Chemin spirituel de la légende: Le succès de Hakeem Olajuwon à travers l’Islam

Muslim Basketball player Akeem Olajuwon, Rockets shirt
Hakeem Olajuwon, Houston Rockets. Sport national © Jerry Coli | Dreamstime.com

Akeem Olajuwon est né ne 1963 en Lagos, Nigéria, troisième enfant parmi ses sept frères et soeurs. Dès le plus jeune age, ses parents ont enraciné la discipline, le respect et l’honnêteté dans les caractères de leurs enfants; des traits de caractère qu’Akeem a commencé a valoir vraiment que plus tard dans sa vie.

Dès le debut de son adolescence et jusqu’à l’age de 17ans, Akeem se pratiquait au foot, occupant notamment la position de gardien, ce que lui a servi de lesson en agilité; lui aidant à valoriser sa force et sa taille dans le sport.

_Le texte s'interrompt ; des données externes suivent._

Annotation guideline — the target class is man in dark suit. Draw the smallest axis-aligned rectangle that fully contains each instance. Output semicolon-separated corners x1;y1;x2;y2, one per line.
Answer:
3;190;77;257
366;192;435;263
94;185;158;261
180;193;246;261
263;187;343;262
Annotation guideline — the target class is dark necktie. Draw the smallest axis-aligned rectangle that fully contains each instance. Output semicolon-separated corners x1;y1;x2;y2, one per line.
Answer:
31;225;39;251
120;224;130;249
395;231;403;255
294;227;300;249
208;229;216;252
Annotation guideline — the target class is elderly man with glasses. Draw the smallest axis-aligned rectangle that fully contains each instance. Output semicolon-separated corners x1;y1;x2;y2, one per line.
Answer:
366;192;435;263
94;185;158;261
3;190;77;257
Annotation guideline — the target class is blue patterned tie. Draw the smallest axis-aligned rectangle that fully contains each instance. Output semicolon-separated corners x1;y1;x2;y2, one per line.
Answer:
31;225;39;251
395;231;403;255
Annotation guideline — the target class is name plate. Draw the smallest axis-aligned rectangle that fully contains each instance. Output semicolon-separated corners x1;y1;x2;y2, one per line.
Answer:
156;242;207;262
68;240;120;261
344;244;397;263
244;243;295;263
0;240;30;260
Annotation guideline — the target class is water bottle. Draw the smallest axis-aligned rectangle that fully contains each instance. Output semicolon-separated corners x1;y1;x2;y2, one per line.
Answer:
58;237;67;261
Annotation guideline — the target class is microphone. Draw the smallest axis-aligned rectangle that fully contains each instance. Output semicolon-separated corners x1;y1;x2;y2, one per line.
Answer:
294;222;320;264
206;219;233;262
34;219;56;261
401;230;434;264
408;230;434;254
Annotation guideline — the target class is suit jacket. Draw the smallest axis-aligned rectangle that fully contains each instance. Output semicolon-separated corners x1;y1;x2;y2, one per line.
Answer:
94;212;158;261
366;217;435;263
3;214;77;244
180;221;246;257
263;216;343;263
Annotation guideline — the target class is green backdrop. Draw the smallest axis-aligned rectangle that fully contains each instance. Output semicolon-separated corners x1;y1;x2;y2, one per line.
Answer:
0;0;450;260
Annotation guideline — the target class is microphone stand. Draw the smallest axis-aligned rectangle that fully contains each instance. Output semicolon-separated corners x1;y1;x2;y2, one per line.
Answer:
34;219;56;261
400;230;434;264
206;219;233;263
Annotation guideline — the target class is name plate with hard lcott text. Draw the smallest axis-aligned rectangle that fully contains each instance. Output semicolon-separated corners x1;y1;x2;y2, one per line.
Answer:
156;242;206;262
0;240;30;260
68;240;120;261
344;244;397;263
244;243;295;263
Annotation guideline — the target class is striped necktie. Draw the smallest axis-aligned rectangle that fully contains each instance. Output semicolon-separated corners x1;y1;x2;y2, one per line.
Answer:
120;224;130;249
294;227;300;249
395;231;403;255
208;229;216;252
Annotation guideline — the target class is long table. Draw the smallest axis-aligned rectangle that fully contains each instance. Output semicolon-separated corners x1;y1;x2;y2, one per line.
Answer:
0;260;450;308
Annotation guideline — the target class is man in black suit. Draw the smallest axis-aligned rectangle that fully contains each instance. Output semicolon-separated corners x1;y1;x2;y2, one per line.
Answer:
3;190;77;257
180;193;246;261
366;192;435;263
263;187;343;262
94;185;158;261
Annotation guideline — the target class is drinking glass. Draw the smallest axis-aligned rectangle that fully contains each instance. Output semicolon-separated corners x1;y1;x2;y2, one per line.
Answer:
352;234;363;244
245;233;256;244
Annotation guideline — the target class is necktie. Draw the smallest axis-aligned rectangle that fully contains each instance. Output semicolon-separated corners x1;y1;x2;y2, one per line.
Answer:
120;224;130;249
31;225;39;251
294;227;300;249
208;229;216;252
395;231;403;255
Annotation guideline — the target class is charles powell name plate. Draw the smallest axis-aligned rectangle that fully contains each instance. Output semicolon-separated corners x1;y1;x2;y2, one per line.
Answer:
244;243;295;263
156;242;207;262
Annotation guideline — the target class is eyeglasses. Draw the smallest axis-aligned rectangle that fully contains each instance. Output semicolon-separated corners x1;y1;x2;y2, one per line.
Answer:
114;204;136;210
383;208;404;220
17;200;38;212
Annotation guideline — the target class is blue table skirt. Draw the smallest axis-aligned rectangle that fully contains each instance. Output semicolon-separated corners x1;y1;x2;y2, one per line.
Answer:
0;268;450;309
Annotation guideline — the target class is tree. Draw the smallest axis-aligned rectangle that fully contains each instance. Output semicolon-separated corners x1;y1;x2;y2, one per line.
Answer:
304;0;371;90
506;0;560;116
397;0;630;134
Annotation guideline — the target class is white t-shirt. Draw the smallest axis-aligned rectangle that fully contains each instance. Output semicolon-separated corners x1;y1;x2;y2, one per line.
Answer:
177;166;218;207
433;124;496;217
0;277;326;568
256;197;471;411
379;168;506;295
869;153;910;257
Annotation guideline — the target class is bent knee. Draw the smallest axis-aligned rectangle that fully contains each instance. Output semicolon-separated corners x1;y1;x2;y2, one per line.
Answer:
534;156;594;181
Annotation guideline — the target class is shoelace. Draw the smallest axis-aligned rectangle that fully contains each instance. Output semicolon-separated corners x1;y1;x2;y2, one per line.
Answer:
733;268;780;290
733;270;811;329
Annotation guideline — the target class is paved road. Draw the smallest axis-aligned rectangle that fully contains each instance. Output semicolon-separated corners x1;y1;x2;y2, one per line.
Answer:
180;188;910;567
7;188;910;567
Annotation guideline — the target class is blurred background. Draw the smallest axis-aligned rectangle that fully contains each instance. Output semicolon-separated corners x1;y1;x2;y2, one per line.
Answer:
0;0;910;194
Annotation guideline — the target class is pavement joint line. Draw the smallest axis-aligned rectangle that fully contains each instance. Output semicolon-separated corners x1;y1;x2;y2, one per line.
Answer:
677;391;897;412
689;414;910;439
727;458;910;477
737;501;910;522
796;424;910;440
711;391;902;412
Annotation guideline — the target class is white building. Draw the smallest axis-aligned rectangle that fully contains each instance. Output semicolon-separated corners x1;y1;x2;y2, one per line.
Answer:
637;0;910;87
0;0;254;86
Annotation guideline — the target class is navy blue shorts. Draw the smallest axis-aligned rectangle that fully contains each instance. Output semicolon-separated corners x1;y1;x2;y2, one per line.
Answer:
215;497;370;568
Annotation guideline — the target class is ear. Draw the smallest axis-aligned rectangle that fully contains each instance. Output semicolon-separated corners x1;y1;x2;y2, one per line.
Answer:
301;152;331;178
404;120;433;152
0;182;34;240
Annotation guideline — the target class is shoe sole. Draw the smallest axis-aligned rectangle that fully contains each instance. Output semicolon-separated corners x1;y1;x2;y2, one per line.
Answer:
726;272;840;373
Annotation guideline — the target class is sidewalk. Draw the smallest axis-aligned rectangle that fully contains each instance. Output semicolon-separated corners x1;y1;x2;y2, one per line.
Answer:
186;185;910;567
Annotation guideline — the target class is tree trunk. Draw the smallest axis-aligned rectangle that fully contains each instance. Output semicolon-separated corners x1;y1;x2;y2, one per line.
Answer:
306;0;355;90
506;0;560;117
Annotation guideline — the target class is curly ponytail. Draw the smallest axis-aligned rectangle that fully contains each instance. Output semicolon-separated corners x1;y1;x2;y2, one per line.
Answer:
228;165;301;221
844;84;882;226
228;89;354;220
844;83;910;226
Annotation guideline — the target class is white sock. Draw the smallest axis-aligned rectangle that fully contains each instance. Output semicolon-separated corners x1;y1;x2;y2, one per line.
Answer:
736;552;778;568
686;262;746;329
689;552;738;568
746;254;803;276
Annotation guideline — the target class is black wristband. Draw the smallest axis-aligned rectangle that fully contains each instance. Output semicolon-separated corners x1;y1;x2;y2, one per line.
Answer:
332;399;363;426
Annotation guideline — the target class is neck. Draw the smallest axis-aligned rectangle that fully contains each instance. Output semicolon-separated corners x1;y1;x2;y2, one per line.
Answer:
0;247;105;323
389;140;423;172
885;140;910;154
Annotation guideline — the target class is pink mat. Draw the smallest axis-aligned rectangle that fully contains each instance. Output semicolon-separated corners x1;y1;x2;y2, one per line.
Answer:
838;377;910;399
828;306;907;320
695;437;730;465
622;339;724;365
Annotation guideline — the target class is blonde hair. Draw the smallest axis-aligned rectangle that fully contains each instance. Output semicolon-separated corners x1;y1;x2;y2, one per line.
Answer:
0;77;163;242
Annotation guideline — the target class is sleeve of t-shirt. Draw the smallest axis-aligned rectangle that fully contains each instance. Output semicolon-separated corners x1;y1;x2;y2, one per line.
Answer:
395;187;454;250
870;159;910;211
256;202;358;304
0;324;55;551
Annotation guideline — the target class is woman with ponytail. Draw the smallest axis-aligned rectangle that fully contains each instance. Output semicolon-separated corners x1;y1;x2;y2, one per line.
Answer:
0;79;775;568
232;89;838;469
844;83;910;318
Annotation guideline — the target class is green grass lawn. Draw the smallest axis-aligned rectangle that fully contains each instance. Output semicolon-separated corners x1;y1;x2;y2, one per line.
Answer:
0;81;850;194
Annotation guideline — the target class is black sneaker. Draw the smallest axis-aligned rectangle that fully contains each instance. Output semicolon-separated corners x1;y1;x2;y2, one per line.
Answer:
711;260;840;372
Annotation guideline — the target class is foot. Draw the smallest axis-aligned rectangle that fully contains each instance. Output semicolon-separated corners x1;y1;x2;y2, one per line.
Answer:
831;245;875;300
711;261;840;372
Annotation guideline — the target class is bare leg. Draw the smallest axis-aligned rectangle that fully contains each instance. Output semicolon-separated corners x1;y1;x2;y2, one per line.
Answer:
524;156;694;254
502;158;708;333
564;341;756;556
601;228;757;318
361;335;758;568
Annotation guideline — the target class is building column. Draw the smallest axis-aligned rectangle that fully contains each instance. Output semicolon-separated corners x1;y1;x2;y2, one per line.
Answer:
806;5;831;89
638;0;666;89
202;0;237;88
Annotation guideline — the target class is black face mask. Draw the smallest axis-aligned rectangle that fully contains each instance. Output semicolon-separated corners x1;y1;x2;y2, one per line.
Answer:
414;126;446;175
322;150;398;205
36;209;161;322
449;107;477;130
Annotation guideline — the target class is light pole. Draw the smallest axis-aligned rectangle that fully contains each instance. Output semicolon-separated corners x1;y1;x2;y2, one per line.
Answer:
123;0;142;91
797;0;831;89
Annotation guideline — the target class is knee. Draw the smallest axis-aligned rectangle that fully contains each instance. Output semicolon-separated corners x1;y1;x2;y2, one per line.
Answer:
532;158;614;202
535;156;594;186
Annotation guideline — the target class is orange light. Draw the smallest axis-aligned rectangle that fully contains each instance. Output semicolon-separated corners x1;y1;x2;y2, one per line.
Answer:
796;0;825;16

Une fois qu’il en était venu à essayer le Basket, il a directement compris qu’il n’y avait plus d’autres sports pour lui que celui-là: “Le Basket est quelque chose d’aussi unique que j’ai directement saisi le jeu et, vous savez, j’ai réalisé que c’était la vie pour moi. Tous les autres sports sont devenus obsolètes”. 

Alors qu’il a eu 18 ans en 1981, Akeem a décidé de déménager aux États-Unis pour étudier dans l’université de Houston et éventuellement, jouer pour l’équipe universitaire – les Cougars. Deux ans passés dans cet environnement, suivant des entrainements sévères et se rapprochant de ses membres d’équipe, il a été une figure proéminente à mener son équipe aux tournois NCAA.

En 1983 les Cougars ont perdu la compétition, néanmoins, Akeem a quand même réussi à avoir le statut du meilleur jouer de l’année, malgré avoir été sur l’équipe perdante, dû à son jeu exceptionnel au long du tournois.

Dans ces quelques premières années de Basket, Akeem était loin d’être un musulman parfait. Il se battait souvent avec ses adversaires, ses coéquipiers et répondait fréquemment aux juges, présentant un comportement généralement peu discipliné sur le terrain et au sein de l’université.

En 1984, il devait faire le choix critique entre tout miser sur l’enrôlement annuel de la NBA et donc, dédier l’entièreté de son temps à l’entraînement, soit de continuer sereinement son éducation à l’université en se laissant un future plus sur. Akeem a fait soin choix et avec un peu de chance, il a été pris par l’une des équipes les plus prestigieuses du moment – les Houston Rockets.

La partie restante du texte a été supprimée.